War: The Forever Costs

How much do American wars cost, and who pays?

Did you know for example that payments are still being made for descendents of Civil War veterans?

 The Civil War isn’t the only war of the 19th century we’re still paying pensions for. Ten people are still getting pensions from the Spanish-American War, which ended in 1898. Total cost: $50,000 a year.

That’s a bargain compared to World War I, which ended 20 years later. Though the last American veteran of that war died in 2011, thousands of surviving family members continue to collect pensions of about $20 million a year.

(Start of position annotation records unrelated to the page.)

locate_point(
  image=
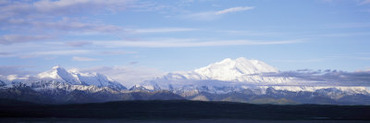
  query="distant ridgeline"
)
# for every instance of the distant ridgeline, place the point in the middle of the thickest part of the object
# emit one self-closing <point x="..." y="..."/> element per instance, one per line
<point x="239" y="80"/>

The real money, not surprisingly, starts with World War II, in which nearly a million U.S. soldiers were killed or wounded. The $5 billion annual cost of pensions (which hasn’t declined much from its 1991 peak, even though the veterans are dying at the rate of more than 1,000 a day) is almost as much as FEMA pays out each year in disaster aid. The much smaller Korean War, which ended in 1953, still costs about $2.8 billion a year.

In the 1960s, it often seemed that the Vietnam war would never end — and for government accountants, it hasn’t. They issue checks for $22 billion each year (nearly triple the annual cost of the Transportation Safety Administration) and have already paid $270 billion to vets and their families. And the Middle Eastern wars of the past two decades may prove to be the most costly of all.